Carbon sinks may help to reduce greenhouse gas levels in the short term, but over a longer time-scale some climate calculations are saying that they may become net sources of carbon dioxide as average global temperatures increase, says Read. “Therefore, it is vital that countries should not attempt to use land carbon sinks as a justification for diverting financial and political resources away from long-term solutions that involve reducing the use of fossil fuels.”
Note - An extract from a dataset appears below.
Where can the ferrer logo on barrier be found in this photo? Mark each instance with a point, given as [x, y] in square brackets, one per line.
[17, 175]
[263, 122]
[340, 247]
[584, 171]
The Royal Society report warns that in order to increase the uptake of carbon dioxide, agricultural and forestry industries may introduce practices such as large-scale use of nitrogen-based fertilisers, which may actually increase climate change by releasing other greenhouse gases such as methane and nitrous oxide. The report also points out that the maximum amount of carbon dioxide that might be removed from the atmosphere through such practices would only be equivalent to a quarter of the cuts required to stave off the increases in global temperatures.

The second report, released by two Canadian organisations: the environmental group, the David Suzuki Foundation, and the West coast environmental law association, agrees with the Royal Society. “If not properly designed, the sinks provisions of the Kyoto Protocol could create loopholes that increase greenhouse gas pollution,” said Chris Rolfe, a lawyer with the West Coast Environmental Law Association. “For example, the Canadian government wants credit for all the carbon dioxide absorbed by our growing forests, But our forests will absorb that carbon dioxide with or without the Kyoto Protocol. Allowing countries to emit more simply because of the natural growth of forests will increase greenhouse gases entering the atmosphere, while not changing the amount absorbed from the atmosphere by trees.”
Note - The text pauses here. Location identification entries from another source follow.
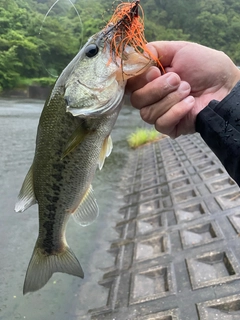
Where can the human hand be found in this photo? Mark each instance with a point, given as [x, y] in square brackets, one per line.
[195, 75]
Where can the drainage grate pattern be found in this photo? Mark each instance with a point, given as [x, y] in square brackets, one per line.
[178, 252]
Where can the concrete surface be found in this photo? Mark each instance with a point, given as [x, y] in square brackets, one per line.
[177, 254]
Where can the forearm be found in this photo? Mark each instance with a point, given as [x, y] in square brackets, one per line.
[219, 126]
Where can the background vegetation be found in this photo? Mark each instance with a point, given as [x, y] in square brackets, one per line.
[32, 44]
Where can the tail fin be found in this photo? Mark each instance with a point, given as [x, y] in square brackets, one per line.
[42, 266]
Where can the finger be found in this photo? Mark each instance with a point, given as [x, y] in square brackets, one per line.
[140, 81]
[166, 50]
[168, 123]
[151, 113]
[155, 90]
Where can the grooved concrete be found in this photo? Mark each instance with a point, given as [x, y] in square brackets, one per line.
[177, 255]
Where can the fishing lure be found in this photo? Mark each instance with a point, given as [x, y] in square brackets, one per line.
[128, 22]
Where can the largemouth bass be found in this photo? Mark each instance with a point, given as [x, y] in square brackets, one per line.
[73, 138]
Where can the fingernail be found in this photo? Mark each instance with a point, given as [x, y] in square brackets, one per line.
[189, 99]
[173, 80]
[152, 74]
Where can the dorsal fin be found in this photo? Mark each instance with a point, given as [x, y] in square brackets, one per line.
[87, 211]
[105, 151]
[26, 197]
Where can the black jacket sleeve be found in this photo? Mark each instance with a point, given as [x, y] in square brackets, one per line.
[219, 126]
Two climate change research projects published in May revealed serious flaws in the use of soils and vegetation as sinks due to the short-lived nature of leaves and the rapid turnover of carbon in the soil’s litter layer, and also put into question the theory that higher atmospheric carbon dioxide levels will lead to an increased uptake of the gas by trees.
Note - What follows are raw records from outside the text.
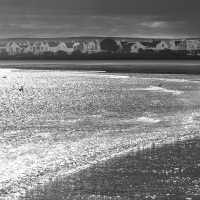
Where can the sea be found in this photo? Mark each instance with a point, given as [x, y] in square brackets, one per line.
[63, 121]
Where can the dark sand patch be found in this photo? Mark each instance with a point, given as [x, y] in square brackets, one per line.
[171, 171]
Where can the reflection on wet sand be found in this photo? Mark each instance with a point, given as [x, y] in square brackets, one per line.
[170, 171]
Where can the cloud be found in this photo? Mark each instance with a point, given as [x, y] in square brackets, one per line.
[154, 24]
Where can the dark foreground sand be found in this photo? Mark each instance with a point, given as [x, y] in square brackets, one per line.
[171, 171]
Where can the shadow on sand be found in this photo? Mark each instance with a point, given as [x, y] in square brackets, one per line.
[171, 171]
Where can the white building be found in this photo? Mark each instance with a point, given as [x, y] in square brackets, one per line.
[68, 47]
[135, 48]
[4, 47]
[13, 49]
[173, 45]
[158, 45]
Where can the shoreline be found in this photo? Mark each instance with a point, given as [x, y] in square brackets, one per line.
[156, 66]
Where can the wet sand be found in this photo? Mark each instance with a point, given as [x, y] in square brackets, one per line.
[116, 66]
The climate change talks in Bonn will take place at the Hotel Maritim, starting on Monday 16 July with informal consultations by the COP6 president, with participation by Ministers taking place between 19 and 22 July. The discussions will then continue for five more days at the diplomatic level during which the political outcome of the high-level segment will be translated into legal texts. The session will also encompass the fourteenth session of the Subsidiary Body for Scientific and Technological Advice (SBSTA) and the Subsidiary Body for Implementation (SBI).

Some 180 nations will be represented at the talks, and the US has stated that it will be sending a delegation, but that the country’s leaders are still opposed to the Protocol.